Work on a locally contentious, $70 million, water’s-edge development
in Red Hook was halted once again, after the state’s highest court,
the Court of Appeals, agreed to review a lawsuit by local businesses and
community groups contesting the city’s allowance of the residential
complex in the industrial area.

On July 6, Justice Judith S. Kaye, the state’s chief judge, ordered
a leave to appeal, agreeing to review the petitioner’s complaint
once again and halting construction at the former warehouse for the third
time.

The progress of the developers, 160 Imlay Street Associates LLC, in converting
the hulking six-story former book-binding facility into 144 luxury condominium
lofts with sweeping views of New York Harbor and the Statue of Liberty
is opposed by the Red Hook/Gowanus Chamber of Commerce, which has sought
legal means to block the project every step of the way.

A spokesman for 160 Imlay Street Associates, Bob Liff, said the company
would push ahead with its case for conversion.

“The developer’s pursuing all actions available to him,”
Liff told The Brooklyn Papers. At the behest of the court and petitioners,
the respondents agreed to only continue construction that would be needed
for the underlying as-of-right zoning, not the residential conversion.

Gary Spencer, a spokesman for the Court of Appeals, said the court is
selective in choosing which cases to hear.

“Litigants have to get the court’s permission to appeal in most
cases, like the [U.S.] Supreme Court gets to decide the cases it wants
to hear,” he said. “So the party files a motion to appeal, and
the court either grants or denies it. In this case, it did grant the motion,”
though he said the court doesn’t specify why there is interest in
a case.

Spencer said the case is scheduled to be heard on Sept. 8, in Albany.

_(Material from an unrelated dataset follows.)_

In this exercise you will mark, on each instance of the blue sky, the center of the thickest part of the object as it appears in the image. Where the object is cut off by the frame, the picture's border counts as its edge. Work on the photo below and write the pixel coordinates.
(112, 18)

“It’s purely a court of law — they just take the facts
as they are established in the lower courts,” he added.

Kaye said that retail and commercial developments planned by the developer
may proceed on the ground level and second floor of the building, one
of a set of twin warehouses that sits between Verona and Pioneer streets.
Such commercial uses are included in the current zoning for the site.

The plan is for ground-floor retail and restaurants, and possibly second-floor
gallery space for local artists, according to the developer, Bruce Batkin,
a principal of Industry City Associates.

Though the suit against 160 Imlay was originally arguing against the merit
of the city’s granting of a residential zoning variance, which the
Board of Standards and Appeals (BSA) passed in December 2003, much of
the Red Hook/Gowanus Chamber’s time in court has been spent defending
the merit of their own suit, which has been dismissed twice so far for
a procedural glitch — failing to name the developers in their original
filing, which included the BSA and City of New York as defendants.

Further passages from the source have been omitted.